Ondanks de enorme hoeveelheid experimenteel materiaal, moet worden opgemerkt dat er nog steeds geen uniforme, algemeen aanvaarde theorie bestaat over de afbraak van vloeibare diëlektrica, zelfs toegepast onder omstandigheden van langdurige blootstelling aan spanning.

De afbraak van met onzuiverheden verontreinigde vloeibare diëlektrica tijdens langdurige blootstelling aan spanning is in wezen een afbraak van omhulselgas.

Er zijn drie groepen theorieën:

1) thermisch, wat de vorming van een gaskanaal verklaart als gevolg van het koken van het diëlektricum zelf op lokale plaatsen, verhoogt veldinhomogeniteiten (luchtbellen, enz.)

2) gas, waardoor de bron van verval gasbellen zijn die op de elektroden zijn geadsorbeerd of in olie zijn opgelost;

3) chemisch, wat de afbraak verklaart als gevolg van chemische reacties die optreden in een diëlektricum onder invloed van een elektrische ontlading in een gasbel. Wat deze theorieën gemeen hebben, is dat olieafbraak plaatsvindt in een dampkanaal dat wordt gevormd door de verdamping van het vloeibare diëlektricum zelf.

Er wordt verondersteld dat het dampkanaal wordt gevormd door onzuiverheden met een laag kookpunt als deze een verhoogde geleidbaarheid veroorzaken.

Onder invloed van een elektrisch veld worden de onzuiverheden die zich in de olie bevinden en daarin een colloïdale oplossing of micro-emulsie vormen, in het gebied tussen de elektroden getrokken en in de richting van het veld gedragen. Een aanzienlijke hoeveelheid vrijgekomen warmte wordt in dit geval, vanwege de lage thermische geleidbaarheid van het diëlektricum, besteed aan het verwarmen van de onzuiverheidsdeeltjes zelf. Als deze onzuiverheden de oorzaak zijn van de hoge specifieke geleidbaarheid van de olie, dan verdampen ze bij een laag kookpunt van de onzuiverheden en vormen ze, als hun gehalte voldoende is, een "gaskanaal" waarin ontleding plaatsvindt.

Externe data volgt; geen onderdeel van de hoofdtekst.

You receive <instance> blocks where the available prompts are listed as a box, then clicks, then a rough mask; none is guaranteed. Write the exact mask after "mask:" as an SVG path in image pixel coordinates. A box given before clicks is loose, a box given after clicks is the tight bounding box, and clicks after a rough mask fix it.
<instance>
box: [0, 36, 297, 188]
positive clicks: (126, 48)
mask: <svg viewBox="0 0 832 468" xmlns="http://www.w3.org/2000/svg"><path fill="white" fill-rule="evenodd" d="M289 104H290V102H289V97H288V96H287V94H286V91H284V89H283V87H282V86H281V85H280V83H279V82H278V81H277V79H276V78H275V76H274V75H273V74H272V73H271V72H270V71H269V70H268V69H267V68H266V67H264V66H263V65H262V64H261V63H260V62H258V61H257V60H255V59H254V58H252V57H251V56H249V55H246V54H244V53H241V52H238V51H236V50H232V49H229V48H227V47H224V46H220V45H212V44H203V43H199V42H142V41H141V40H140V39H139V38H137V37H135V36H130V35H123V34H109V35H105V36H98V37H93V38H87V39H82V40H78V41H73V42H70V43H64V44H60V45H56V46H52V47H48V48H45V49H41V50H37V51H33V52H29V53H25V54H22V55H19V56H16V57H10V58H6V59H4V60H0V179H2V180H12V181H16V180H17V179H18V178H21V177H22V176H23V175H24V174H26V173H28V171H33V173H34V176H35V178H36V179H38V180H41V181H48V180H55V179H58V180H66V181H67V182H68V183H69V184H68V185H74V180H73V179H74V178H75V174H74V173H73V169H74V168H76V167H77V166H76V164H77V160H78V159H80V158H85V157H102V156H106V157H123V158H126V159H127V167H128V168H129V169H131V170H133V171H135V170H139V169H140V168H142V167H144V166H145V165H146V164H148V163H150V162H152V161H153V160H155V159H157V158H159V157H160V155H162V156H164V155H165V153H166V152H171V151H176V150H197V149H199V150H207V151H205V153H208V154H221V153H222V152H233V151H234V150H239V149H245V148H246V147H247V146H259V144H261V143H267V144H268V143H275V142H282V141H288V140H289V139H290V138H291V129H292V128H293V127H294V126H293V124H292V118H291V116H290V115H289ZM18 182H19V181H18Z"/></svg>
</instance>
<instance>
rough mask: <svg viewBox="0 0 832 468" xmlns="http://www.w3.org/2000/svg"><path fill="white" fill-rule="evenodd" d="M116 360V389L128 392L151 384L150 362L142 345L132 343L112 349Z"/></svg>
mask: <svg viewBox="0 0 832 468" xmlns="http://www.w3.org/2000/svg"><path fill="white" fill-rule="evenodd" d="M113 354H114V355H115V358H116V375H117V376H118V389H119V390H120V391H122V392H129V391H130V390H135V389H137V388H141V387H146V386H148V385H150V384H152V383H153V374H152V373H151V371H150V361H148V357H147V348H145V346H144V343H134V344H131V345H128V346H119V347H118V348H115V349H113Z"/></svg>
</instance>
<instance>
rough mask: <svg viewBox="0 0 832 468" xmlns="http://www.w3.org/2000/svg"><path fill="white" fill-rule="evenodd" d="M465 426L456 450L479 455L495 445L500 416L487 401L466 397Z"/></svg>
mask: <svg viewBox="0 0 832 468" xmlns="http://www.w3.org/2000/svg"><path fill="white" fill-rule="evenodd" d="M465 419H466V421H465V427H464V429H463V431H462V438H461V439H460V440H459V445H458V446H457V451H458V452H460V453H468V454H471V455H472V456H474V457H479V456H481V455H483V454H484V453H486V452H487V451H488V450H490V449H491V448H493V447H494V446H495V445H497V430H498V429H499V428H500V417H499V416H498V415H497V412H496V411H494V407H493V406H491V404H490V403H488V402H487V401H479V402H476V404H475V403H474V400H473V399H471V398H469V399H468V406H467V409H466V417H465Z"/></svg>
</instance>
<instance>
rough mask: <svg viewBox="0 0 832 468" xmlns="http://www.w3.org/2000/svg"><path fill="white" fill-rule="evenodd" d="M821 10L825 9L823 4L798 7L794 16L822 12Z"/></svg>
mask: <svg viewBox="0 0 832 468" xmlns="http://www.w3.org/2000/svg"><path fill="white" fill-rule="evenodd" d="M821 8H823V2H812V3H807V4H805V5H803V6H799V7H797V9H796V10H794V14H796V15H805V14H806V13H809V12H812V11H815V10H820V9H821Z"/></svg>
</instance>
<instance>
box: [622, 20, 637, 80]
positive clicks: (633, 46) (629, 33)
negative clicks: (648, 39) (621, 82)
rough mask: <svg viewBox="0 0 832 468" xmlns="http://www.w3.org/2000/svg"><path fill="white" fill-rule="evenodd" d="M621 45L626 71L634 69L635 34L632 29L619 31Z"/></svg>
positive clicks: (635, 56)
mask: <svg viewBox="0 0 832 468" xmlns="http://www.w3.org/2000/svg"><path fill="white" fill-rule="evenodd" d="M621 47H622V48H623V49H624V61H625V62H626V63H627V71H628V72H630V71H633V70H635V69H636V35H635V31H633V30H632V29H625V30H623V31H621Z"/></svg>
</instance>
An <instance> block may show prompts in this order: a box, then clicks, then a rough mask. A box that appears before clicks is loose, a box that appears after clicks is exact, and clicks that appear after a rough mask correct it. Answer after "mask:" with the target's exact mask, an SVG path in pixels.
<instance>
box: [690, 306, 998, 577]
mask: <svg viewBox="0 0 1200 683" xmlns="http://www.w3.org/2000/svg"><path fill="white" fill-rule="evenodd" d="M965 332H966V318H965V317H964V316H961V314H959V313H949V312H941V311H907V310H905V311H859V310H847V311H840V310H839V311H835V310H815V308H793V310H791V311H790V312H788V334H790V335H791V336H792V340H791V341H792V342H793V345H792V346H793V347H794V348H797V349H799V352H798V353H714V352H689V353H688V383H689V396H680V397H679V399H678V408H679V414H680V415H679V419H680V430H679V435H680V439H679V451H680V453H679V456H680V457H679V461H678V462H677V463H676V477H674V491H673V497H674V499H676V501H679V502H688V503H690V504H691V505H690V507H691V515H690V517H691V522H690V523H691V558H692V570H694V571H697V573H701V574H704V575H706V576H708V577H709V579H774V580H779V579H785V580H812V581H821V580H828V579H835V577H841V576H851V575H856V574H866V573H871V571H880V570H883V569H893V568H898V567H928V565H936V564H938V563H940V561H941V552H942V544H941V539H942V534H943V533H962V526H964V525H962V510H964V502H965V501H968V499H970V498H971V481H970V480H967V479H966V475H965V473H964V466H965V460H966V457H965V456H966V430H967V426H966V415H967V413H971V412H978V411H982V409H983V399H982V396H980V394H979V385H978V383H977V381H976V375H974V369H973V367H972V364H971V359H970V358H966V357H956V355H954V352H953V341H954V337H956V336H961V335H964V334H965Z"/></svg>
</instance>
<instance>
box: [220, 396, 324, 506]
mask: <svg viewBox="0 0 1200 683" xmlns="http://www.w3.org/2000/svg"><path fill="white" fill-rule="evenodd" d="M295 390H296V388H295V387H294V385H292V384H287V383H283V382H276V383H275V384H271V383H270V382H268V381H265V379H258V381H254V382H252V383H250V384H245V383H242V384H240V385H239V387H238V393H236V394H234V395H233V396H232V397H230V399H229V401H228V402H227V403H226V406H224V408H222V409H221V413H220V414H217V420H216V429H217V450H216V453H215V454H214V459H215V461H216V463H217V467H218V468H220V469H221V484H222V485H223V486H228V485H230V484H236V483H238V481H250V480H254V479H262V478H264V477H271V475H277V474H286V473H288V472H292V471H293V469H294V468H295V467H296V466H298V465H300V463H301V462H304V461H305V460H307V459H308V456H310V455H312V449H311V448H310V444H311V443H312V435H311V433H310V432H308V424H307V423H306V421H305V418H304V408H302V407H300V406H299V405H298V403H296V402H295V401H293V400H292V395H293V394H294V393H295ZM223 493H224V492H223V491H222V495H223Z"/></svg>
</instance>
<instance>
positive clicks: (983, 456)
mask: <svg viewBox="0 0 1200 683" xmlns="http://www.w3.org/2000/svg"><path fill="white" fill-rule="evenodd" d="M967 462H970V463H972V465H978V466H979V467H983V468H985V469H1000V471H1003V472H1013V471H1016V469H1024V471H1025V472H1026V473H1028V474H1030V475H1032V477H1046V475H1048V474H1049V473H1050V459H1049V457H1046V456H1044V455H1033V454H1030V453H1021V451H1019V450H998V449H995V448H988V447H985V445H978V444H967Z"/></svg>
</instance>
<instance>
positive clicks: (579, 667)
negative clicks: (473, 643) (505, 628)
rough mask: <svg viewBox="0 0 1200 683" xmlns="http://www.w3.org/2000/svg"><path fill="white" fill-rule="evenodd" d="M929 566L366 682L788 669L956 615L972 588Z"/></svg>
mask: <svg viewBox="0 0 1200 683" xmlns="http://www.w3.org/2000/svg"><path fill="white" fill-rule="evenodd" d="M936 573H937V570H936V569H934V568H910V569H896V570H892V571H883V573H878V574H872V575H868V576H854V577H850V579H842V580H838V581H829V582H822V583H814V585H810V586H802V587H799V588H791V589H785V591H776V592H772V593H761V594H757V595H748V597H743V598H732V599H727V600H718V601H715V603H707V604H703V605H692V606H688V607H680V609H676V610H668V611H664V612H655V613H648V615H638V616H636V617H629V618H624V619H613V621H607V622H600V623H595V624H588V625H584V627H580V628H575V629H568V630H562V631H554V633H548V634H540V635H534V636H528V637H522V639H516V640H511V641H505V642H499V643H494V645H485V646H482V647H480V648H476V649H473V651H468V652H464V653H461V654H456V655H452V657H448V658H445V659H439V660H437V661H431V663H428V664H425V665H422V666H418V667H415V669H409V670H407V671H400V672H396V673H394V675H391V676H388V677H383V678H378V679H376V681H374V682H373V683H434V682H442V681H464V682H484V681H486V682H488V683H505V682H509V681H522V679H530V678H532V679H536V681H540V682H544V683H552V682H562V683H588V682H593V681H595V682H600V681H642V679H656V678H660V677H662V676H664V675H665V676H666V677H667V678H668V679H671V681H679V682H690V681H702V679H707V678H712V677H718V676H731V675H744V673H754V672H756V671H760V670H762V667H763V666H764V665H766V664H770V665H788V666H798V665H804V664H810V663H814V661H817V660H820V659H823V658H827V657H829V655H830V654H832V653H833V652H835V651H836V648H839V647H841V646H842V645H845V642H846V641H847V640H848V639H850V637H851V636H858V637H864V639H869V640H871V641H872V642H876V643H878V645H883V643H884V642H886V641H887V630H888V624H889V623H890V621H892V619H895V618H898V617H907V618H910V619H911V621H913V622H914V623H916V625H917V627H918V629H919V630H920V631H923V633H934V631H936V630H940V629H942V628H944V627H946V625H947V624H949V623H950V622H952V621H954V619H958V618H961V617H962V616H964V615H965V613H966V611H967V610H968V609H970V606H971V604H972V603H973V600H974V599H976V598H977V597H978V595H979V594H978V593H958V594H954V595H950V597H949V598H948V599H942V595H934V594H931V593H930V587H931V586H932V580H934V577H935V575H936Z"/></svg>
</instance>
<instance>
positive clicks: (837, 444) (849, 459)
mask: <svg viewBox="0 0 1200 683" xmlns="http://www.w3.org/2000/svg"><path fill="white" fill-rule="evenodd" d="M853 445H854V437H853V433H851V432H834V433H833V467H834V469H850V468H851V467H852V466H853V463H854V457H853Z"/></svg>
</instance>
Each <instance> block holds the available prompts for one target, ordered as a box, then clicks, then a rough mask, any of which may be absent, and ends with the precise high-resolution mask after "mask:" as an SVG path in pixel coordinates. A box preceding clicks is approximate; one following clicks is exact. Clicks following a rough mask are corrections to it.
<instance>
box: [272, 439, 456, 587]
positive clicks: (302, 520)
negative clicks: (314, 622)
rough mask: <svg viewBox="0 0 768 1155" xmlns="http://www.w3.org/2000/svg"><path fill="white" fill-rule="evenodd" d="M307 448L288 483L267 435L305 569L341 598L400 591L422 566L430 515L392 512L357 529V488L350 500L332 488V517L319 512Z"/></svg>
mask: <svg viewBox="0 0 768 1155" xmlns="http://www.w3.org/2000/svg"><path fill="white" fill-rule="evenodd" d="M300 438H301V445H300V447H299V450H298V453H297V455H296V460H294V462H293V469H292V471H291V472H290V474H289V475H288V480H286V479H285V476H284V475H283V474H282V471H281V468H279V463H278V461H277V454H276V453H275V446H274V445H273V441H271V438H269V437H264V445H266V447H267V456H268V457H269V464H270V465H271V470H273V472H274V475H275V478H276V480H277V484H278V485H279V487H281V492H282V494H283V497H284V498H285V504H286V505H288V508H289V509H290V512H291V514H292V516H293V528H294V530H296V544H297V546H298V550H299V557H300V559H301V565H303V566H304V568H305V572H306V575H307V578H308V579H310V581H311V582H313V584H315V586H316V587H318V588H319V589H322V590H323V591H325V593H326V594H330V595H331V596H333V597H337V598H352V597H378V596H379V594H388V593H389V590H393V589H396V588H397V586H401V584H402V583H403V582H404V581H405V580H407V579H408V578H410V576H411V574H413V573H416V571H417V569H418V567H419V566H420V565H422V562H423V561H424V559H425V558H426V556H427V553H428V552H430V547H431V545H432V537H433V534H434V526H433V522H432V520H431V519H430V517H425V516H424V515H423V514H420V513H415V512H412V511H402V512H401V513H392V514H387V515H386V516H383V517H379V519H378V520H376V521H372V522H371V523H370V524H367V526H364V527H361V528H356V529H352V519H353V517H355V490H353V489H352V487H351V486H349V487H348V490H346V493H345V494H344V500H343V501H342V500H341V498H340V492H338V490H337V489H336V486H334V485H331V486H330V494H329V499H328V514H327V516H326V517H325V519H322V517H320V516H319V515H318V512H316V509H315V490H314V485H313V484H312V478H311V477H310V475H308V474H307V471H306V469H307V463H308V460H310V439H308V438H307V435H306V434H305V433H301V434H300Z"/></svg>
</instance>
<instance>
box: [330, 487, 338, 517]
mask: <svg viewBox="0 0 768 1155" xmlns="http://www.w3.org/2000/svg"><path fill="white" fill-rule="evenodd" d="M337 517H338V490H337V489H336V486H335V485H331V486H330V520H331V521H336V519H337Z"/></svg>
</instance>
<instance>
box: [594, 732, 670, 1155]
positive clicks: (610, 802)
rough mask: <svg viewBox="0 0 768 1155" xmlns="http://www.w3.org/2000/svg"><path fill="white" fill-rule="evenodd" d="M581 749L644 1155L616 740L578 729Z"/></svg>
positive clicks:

Verdampingscentra kunnen gas- of dampbellen zijn die ontstaan ​​onder invloed van een veld (als gevolg van het fenomeen elektrostrictie) door in de olie opgeloste onzuiverheden (lucht en andere gassen, en mogelijk ook laagkokende oxidatieproducten van een vloeibaar diëlektricum). ).

Diëlektrische sterkte van transformatoroliën

De doorslagspanning van oliën is afhankelijk van de aanwezigheid van gebonden water. Tijdens het vacuümdrogen van olie worden drie fasen waargenomen: I - een sterke toename van de doorslagspanning die overeenkomt met de verwijdering van emulsiewater, II - waarbij de doorslagspanning weinig verandert en op het niveau van ongeveer 60 kV blijft in standaard schok, dan in de tijd opgelost en zwak gebonden water, en III - langzame groei van vervaloliestress door verwijdering van gebonden water.

We raden u aan om te lezen:

Waarom is elektrische stroom gevaarlijk?